Concept: This is a Friedel-Crafts alkylation reaction. HF acts as a Lewis/Brønsted acid catalyst, and heat (Delta) is applied. The alkylating agent is methylenecyclohexane (an exocyclic alkene: cyclohexane with a =CH2 group). Step 1 - Protonation of the alkene: HF protonates the exocyclic double bond (C=CH2) of methylenecyclohexane.

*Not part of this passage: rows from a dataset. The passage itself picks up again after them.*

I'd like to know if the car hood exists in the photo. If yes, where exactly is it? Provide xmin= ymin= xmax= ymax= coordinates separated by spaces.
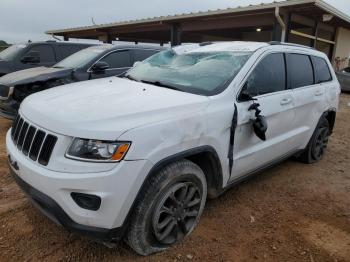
xmin=20 ymin=77 xmax=209 ymax=140
xmin=0 ymin=67 xmax=73 ymax=86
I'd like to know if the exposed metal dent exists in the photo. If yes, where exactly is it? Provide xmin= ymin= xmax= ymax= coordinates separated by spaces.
xmin=275 ymin=6 xmax=287 ymax=42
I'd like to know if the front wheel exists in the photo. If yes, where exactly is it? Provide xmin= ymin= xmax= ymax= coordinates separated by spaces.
xmin=126 ymin=160 xmax=207 ymax=255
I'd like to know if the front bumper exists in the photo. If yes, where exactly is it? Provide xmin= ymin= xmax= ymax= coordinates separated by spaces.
xmin=6 ymin=130 xmax=152 ymax=242
xmin=10 ymin=166 xmax=126 ymax=242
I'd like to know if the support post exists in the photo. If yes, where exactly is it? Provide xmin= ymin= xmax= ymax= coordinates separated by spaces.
xmin=170 ymin=24 xmax=181 ymax=46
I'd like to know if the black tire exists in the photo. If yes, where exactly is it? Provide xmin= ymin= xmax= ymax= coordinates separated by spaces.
xmin=299 ymin=117 xmax=330 ymax=164
xmin=125 ymin=160 xmax=207 ymax=256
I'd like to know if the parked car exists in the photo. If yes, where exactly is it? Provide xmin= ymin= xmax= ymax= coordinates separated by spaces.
xmin=0 ymin=40 xmax=92 ymax=77
xmin=0 ymin=45 xmax=160 ymax=119
xmin=6 ymin=42 xmax=340 ymax=255
xmin=336 ymin=67 xmax=350 ymax=92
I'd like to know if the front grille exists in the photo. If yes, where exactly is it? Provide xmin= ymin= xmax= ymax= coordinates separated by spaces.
xmin=0 ymin=85 xmax=10 ymax=98
xmin=11 ymin=115 xmax=57 ymax=166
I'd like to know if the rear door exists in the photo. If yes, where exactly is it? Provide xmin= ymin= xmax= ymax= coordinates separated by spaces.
xmin=287 ymin=53 xmax=330 ymax=149
xmin=91 ymin=50 xmax=133 ymax=79
xmin=232 ymin=53 xmax=295 ymax=179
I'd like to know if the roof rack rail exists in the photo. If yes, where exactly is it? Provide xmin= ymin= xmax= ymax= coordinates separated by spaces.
xmin=269 ymin=41 xmax=315 ymax=50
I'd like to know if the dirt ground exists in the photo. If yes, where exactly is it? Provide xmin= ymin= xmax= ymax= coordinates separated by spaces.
xmin=0 ymin=94 xmax=350 ymax=262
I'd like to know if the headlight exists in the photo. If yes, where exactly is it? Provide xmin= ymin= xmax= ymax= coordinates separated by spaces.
xmin=66 ymin=138 xmax=131 ymax=162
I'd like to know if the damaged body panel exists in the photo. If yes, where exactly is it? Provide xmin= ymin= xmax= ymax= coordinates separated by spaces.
xmin=6 ymin=42 xmax=340 ymax=255
xmin=0 ymin=45 xmax=159 ymax=119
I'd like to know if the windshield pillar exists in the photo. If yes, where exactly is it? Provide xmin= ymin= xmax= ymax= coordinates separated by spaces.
xmin=170 ymin=24 xmax=182 ymax=46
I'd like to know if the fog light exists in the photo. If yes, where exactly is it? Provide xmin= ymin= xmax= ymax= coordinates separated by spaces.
xmin=71 ymin=192 xmax=101 ymax=211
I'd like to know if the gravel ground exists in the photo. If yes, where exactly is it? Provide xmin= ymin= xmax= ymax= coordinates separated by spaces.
xmin=0 ymin=94 xmax=350 ymax=262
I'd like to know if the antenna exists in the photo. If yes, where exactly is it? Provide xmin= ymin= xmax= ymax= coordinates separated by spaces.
xmin=51 ymin=35 xmax=62 ymax=41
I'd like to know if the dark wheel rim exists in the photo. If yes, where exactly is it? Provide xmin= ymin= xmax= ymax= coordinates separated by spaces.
xmin=313 ymin=127 xmax=329 ymax=160
xmin=152 ymin=182 xmax=202 ymax=245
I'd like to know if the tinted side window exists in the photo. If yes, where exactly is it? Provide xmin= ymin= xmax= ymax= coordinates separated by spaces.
xmin=312 ymin=57 xmax=332 ymax=84
xmin=101 ymin=50 xmax=131 ymax=68
xmin=287 ymin=54 xmax=314 ymax=88
xmin=27 ymin=45 xmax=56 ymax=63
xmin=246 ymin=54 xmax=286 ymax=96
xmin=134 ymin=49 xmax=158 ymax=62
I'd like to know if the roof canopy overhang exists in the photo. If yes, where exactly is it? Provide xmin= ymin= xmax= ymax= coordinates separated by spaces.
xmin=46 ymin=0 xmax=350 ymax=43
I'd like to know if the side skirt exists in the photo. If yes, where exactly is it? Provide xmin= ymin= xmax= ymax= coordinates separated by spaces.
xmin=219 ymin=150 xmax=303 ymax=195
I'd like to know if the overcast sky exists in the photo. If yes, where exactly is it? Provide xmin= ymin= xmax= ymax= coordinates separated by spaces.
xmin=0 ymin=0 xmax=350 ymax=43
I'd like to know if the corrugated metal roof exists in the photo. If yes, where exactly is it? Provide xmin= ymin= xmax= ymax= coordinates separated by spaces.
xmin=46 ymin=0 xmax=350 ymax=34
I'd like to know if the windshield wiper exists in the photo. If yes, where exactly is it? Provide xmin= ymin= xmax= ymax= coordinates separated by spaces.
xmin=140 ymin=80 xmax=183 ymax=92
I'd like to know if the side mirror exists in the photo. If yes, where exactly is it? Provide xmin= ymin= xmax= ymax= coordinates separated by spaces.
xmin=91 ymin=61 xmax=109 ymax=74
xmin=253 ymin=115 xmax=267 ymax=141
xmin=238 ymin=82 xmax=256 ymax=102
xmin=21 ymin=51 xmax=40 ymax=64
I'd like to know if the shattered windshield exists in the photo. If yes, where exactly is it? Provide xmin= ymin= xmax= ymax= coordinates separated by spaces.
xmin=0 ymin=45 xmax=26 ymax=61
xmin=126 ymin=49 xmax=252 ymax=95
xmin=53 ymin=48 xmax=105 ymax=68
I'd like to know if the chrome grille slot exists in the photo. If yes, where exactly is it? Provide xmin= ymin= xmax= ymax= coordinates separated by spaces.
xmin=11 ymin=115 xmax=57 ymax=166
xmin=29 ymin=130 xmax=45 ymax=161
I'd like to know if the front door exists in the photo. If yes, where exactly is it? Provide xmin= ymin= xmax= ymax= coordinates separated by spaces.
xmin=231 ymin=53 xmax=295 ymax=180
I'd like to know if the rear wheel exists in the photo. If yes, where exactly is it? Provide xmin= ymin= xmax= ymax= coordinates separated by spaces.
xmin=299 ymin=117 xmax=330 ymax=164
xmin=126 ymin=160 xmax=207 ymax=255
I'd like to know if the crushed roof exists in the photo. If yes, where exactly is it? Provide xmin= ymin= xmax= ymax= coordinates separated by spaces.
xmin=46 ymin=0 xmax=350 ymax=34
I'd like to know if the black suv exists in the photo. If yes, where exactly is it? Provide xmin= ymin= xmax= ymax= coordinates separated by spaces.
xmin=0 ymin=45 xmax=162 ymax=119
xmin=0 ymin=41 xmax=92 ymax=76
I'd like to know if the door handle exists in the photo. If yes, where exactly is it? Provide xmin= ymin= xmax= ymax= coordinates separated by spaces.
xmin=281 ymin=98 xmax=292 ymax=106
xmin=315 ymin=91 xmax=323 ymax=96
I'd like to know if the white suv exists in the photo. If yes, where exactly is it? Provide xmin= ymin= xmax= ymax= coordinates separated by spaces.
xmin=6 ymin=42 xmax=340 ymax=255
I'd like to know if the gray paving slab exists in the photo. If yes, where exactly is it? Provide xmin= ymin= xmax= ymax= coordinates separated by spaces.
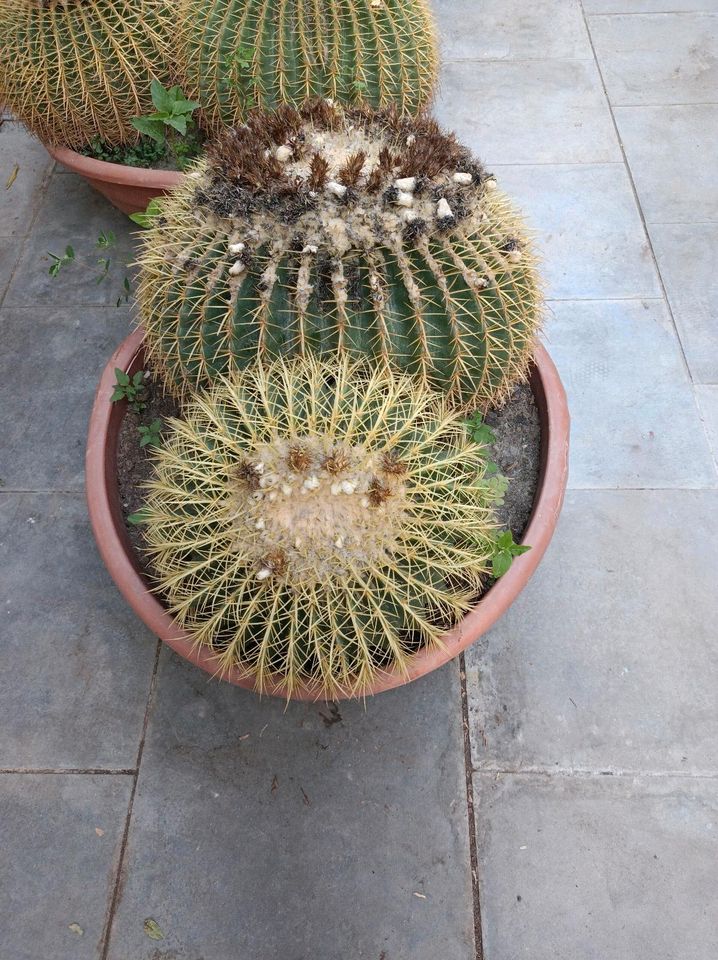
xmin=0 ymin=306 xmax=130 ymax=491
xmin=650 ymin=223 xmax=718 ymax=383
xmin=433 ymin=0 xmax=593 ymax=60
xmin=493 ymin=163 xmax=661 ymax=300
xmin=0 ymin=172 xmax=136 ymax=306
xmin=583 ymin=0 xmax=718 ymax=14
xmin=696 ymin=385 xmax=718 ymax=463
xmin=614 ymin=104 xmax=718 ymax=223
xmin=0 ymin=237 xmax=20 ymax=305
xmin=0 ymin=773 xmax=132 ymax=960
xmin=109 ymin=651 xmax=474 ymax=960
xmin=467 ymin=492 xmax=718 ymax=776
xmin=477 ymin=776 xmax=718 ymax=960
xmin=546 ymin=300 xmax=718 ymax=488
xmin=0 ymin=492 xmax=156 ymax=768
xmin=589 ymin=13 xmax=718 ymax=104
xmin=434 ymin=60 xmax=621 ymax=164
xmin=0 ymin=121 xmax=53 ymax=238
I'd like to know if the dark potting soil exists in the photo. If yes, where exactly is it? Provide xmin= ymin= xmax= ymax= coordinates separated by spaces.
xmin=117 ymin=380 xmax=541 ymax=588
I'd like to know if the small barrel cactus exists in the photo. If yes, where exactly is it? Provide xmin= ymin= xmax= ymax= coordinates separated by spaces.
xmin=179 ymin=0 xmax=438 ymax=133
xmin=142 ymin=358 xmax=496 ymax=697
xmin=140 ymin=100 xmax=541 ymax=406
xmin=0 ymin=0 xmax=170 ymax=147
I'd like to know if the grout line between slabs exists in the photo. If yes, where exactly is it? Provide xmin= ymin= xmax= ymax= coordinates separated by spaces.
xmin=580 ymin=0 xmax=712 ymax=476
xmin=459 ymin=653 xmax=484 ymax=960
xmin=471 ymin=764 xmax=718 ymax=780
xmin=100 ymin=639 xmax=162 ymax=960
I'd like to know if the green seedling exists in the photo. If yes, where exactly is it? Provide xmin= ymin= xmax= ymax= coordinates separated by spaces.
xmin=137 ymin=420 xmax=162 ymax=447
xmin=491 ymin=530 xmax=531 ymax=577
xmin=110 ymin=367 xmax=147 ymax=413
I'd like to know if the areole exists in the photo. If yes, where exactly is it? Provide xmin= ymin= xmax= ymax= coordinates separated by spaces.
xmin=86 ymin=330 xmax=569 ymax=700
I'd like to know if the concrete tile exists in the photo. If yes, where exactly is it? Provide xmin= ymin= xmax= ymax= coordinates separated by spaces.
xmin=0 ymin=773 xmax=132 ymax=960
xmin=546 ymin=300 xmax=718 ymax=488
xmin=589 ymin=13 xmax=718 ymax=104
xmin=0 ymin=121 xmax=53 ymax=238
xmin=478 ymin=776 xmax=718 ymax=960
xmin=494 ymin=163 xmax=661 ymax=300
xmin=467 ymin=496 xmax=718 ymax=772
xmin=696 ymin=386 xmax=718 ymax=463
xmin=0 ymin=306 xmax=129 ymax=490
xmin=583 ymin=0 xmax=718 ymax=13
xmin=0 ymin=237 xmax=20 ymax=304
xmin=614 ymin=104 xmax=718 ymax=223
xmin=434 ymin=60 xmax=621 ymax=165
xmin=650 ymin=223 xmax=718 ymax=383
xmin=434 ymin=0 xmax=593 ymax=60
xmin=5 ymin=175 xmax=136 ymax=306
xmin=0 ymin=492 xmax=156 ymax=769
xmin=109 ymin=652 xmax=474 ymax=960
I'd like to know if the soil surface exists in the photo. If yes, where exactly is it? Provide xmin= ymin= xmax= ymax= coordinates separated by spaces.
xmin=117 ymin=380 xmax=541 ymax=589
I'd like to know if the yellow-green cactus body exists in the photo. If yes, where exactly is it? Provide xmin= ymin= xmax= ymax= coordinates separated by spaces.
xmin=140 ymin=101 xmax=541 ymax=406
xmin=0 ymin=0 xmax=171 ymax=147
xmin=143 ymin=360 xmax=496 ymax=697
xmin=180 ymin=0 xmax=437 ymax=132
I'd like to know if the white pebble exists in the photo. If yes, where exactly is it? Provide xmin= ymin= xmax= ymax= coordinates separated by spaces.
xmin=327 ymin=180 xmax=347 ymax=197
xmin=436 ymin=197 xmax=454 ymax=220
xmin=394 ymin=177 xmax=416 ymax=193
xmin=454 ymin=173 xmax=473 ymax=187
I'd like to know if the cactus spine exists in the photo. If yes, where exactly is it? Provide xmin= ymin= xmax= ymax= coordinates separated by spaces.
xmin=140 ymin=100 xmax=541 ymax=406
xmin=180 ymin=0 xmax=437 ymax=133
xmin=0 ymin=0 xmax=170 ymax=147
xmin=143 ymin=359 xmax=495 ymax=697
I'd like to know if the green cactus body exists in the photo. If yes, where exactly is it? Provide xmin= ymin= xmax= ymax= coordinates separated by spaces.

By Markovnikov's rule, the proton adds to the terminal =CH2 carbon (less substituted end), generating a carbocation at the ring carbon (C1 of cyclohexane), which is a tertiary carbocation. This tertiary carbocation at C1 of the cyclohexane ring is the electrophile. Step 2 - Electrophilic aromatic substitution: The tertiary carbocation (1-methylenecyclohexyl cation, i.e., a tertiary carbocation at C1 of cyclohexane which now bears a methyl group from the protonation... wait, let me reconsider. Methylenecyclohexane is cyclohexane with exocyclic =CH2. Protonation of CH2= end gives carbocation at the ring carbon C1, which is tertiary (connected to two ring CH2 groups and one CH3... no). Actually: the exocyclic alkene is C1(cyclohexane)=CH2. Protonation at CH2 gives +C1(cyclohexane), where C1 is connected to C2 and C6 of the ring and to =CH2 which becomes -CH3 after protonation. So the carbocation is at C1 of cyclohexane, tertiary, with a methyl group (from the former =CH2 now -CH3) - making it a tertiary carbocation (1-methylcyclohexyl cation). Step 3 - Attack on benzene: This tertiary 1-methylcyclohexyl carbocation attacks benzene in an electrophilic aromatic substitution, attaching the 1-methylcyclohexyl group to the benzene ring. Step 4 - Product: The product is (1-methylcyclohexyl)benzene, i.e., benzene with a 1-methylcyclohexyl substituent where both the phenyl and the methyl are on C1 of the cyclohexane ring. Why other options fail: - Option (a): Shows a methyl on the benzene ring (toluene derivative) with a cyclohexyl group - incorrect, no rearrangement leads to this. - Option (c): Appears similar to (b) but structural drawing differences - (b) correctly shows the methyl on the same carbon of cyclohexane that bears the phenyl. - Option (d): Shows a 4-methylcyclohexylbenzene - methyl at C4 of cyclohexane, which would require a different mechanism and is not the Markovnikov product. Therefore, the correct answer is B.